A year ago, just a month after Lisa’s passing, Maureen said she and her coworkers had somehow managed to organize a major fundraising effort — complete with multiple bake sales and raffles — and ended up collecting more than $2,400 to donate to various causes, including the Cystic Fibrosis Foundation.
But that turned out to be more work than anyone had expected, and with the economy still sputtering this year, Maureen figured she could “still do something charity-wise,” but in a way that did not require people to open up their wallets or checkbooks.
She eventually settled on two groups: Project Smile and a Nashville-based shoe charity called Soles4Souls, which collects and distributes shoes all over the world to people in need. Meanwhile, around the same time, a nearby department decided to take up a collection for the Canton Food Pantry, and before long employees from all over the building began chipping in to all three causes.
“I actually ended up with a whole lot more than I ever expected,” said Maureen, who recently stopped taking collections after filling several boxes with both toys and shoes.
And it didn’t require all that much effort on her part, other than sending a few emails and putting in a couple of extra hours to sort through the donation piles.

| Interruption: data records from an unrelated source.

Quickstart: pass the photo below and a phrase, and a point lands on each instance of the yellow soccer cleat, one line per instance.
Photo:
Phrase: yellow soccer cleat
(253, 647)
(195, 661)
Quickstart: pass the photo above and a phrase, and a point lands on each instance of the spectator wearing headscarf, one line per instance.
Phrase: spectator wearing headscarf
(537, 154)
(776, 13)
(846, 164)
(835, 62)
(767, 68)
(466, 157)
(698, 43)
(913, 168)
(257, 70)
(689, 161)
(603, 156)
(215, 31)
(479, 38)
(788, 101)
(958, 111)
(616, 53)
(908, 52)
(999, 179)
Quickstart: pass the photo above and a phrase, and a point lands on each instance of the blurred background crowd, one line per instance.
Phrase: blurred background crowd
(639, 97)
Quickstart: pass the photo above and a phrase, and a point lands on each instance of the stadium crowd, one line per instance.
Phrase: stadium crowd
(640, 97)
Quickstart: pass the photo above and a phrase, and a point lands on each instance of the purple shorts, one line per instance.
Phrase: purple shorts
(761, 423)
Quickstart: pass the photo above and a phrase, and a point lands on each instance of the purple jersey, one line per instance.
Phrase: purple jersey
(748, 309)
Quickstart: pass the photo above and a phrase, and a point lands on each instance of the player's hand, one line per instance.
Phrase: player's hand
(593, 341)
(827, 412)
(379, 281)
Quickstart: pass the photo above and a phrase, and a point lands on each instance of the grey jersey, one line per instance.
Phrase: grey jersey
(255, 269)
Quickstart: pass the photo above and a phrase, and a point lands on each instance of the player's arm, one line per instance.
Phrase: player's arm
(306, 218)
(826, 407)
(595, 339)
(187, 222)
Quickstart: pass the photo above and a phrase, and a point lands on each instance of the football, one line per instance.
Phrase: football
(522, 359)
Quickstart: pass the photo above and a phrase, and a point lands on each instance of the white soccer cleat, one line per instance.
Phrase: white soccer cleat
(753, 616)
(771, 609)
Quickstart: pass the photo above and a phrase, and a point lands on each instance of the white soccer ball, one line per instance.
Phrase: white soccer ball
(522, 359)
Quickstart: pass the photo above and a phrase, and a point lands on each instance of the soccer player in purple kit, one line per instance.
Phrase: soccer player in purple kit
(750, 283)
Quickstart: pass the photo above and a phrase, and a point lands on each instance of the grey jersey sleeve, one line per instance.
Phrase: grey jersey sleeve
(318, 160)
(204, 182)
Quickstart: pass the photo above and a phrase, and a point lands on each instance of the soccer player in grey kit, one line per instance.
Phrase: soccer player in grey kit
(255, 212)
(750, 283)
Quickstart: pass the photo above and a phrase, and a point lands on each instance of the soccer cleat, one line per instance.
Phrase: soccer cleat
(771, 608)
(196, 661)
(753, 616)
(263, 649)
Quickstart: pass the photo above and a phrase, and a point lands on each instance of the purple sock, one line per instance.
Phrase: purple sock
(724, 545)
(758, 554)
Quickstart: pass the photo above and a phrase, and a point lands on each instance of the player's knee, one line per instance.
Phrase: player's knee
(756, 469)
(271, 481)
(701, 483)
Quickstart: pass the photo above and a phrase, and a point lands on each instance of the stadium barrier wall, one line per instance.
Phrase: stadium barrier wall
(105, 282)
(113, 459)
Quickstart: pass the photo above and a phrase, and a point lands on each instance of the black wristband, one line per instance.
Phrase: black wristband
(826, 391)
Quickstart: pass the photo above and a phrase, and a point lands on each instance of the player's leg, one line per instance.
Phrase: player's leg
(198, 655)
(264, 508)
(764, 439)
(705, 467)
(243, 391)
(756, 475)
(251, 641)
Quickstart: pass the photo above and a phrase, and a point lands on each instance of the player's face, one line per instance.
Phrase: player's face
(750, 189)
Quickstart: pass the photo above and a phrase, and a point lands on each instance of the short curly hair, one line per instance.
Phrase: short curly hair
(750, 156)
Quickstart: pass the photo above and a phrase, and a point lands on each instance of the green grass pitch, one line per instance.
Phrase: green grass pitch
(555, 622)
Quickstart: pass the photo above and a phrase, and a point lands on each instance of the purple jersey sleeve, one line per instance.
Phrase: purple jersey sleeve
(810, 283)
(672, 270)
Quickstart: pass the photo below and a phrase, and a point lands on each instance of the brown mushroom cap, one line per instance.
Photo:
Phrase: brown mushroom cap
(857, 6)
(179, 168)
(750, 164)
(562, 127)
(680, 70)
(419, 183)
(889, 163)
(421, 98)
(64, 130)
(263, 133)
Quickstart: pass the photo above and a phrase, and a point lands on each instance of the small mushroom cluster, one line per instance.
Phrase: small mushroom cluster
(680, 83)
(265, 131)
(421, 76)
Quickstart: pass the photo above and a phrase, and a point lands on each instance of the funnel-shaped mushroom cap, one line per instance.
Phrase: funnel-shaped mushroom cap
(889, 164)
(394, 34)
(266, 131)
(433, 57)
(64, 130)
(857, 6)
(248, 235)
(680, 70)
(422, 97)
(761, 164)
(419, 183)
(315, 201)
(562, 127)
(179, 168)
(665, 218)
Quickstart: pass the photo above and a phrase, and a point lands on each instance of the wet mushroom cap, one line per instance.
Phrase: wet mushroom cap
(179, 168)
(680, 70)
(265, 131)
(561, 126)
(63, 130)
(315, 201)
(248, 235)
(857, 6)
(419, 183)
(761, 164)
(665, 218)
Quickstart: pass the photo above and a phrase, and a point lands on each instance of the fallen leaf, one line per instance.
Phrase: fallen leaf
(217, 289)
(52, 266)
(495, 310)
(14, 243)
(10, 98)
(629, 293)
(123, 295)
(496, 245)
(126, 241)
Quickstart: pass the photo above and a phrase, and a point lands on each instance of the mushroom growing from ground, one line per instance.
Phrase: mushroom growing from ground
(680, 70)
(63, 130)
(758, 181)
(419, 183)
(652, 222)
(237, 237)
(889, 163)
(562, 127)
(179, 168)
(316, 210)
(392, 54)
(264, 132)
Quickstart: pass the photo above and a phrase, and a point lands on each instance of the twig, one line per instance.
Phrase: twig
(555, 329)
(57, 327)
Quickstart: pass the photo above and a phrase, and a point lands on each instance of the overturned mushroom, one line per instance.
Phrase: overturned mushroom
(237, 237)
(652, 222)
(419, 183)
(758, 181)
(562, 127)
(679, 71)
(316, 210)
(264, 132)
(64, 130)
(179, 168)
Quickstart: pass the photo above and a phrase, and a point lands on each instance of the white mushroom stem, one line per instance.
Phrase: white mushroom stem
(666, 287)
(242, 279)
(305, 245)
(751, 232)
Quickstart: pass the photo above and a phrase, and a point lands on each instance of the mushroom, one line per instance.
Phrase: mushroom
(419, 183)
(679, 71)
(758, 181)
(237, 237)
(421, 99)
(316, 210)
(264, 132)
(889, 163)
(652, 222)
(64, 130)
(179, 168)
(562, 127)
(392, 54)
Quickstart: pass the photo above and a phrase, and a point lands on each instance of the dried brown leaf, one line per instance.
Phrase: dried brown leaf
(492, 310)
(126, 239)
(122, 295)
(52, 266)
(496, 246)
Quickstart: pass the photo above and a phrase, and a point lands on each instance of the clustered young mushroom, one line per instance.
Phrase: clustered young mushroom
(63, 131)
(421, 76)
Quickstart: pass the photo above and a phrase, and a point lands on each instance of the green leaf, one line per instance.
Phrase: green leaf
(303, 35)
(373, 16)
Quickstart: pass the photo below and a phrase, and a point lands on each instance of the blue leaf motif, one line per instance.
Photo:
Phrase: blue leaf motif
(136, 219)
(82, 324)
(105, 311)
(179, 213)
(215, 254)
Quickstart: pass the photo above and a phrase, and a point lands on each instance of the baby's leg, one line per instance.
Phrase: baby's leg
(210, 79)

She said she planned on taking what couldn’t be used by either Project Smile or Soles4Soles to a local Goodwill, and this past week her staff oversaw a bake sale hoping to raise enough money to ship the donated shoes to Tennessee.
“A lot of times people are willing to participate [in charity efforts], but they don’t necessarily want to be the ones in charge,” said Maureen, who described her staff of 13 as leaders when it comes to giving and “very, very good for anything.”
She said there was even one occasion, shortly after Lisa passed away, that her coworkers surprised her with an “envelope full of cash” for her to give to the CF Foundation.
“They’re a good group,” she said of her coworkers, “and they’re all pretty in touch with the fact that there’s a lot of need out there.”
***
If Maureen ever decided to take a year off from charity work, no one would question her, not even for a second.
But just like Lisa when she was sick, Maureen isn’t looking for any excuses; she’s looking to do what she can to help others. So there she was on a Friday afternoon, sifting through piles of stuffed animals and thinking of her own kids when they were young and healthy and strong.
She said there are still times, even now, when she wonders how she and her husband, Charles, could have had “three out of three,” despite the fact that each child had just a 25 percent chance of being born with the disease.
But even after Daniel’s diagnosis, then Mark’s, then Lisa’s, she remembers the doctors telling her not to worry too much, as the gene that causes CF had recently been identified. “People thought a cure was coming,” she said, as if making sure to phrase it in the past tense.
Yet she certainly hasn’t abandoned all hope — not yet — and neither has Mark, who she said has “every intention of returning to UMass” one day to resume his mechanical engineering studies and his life as he once knew it.
She also continues to believe in the power of giving, which is why she chooses to give now and ask questions later.
“What was that movie?” she asked. “Pay it Forward? It’s kind of that same mentality.”
She has seen it work, too, like when Boston Globe columnist and Canton resident Beverly Beckham featured the Palermos in a recent column, and days later a local pilot reached out offering to fly Mark and his parents, free of charge, to the Cleveland Clinic as soon as a transplant became available. He told them to call as soon as they heard anything, and he would be at the airport within an hour, ready to go.
It has now been three months and the family is still waiting for a miracle. But as Maureen was quick to point out, there are plenty of reasons to remain hopeful, including the fact that an anonymous pilot — a man who has absolutely nothing to gain — made an incredibly generous offer back in September to a family he’d never met.
And three months later, that offer still stands.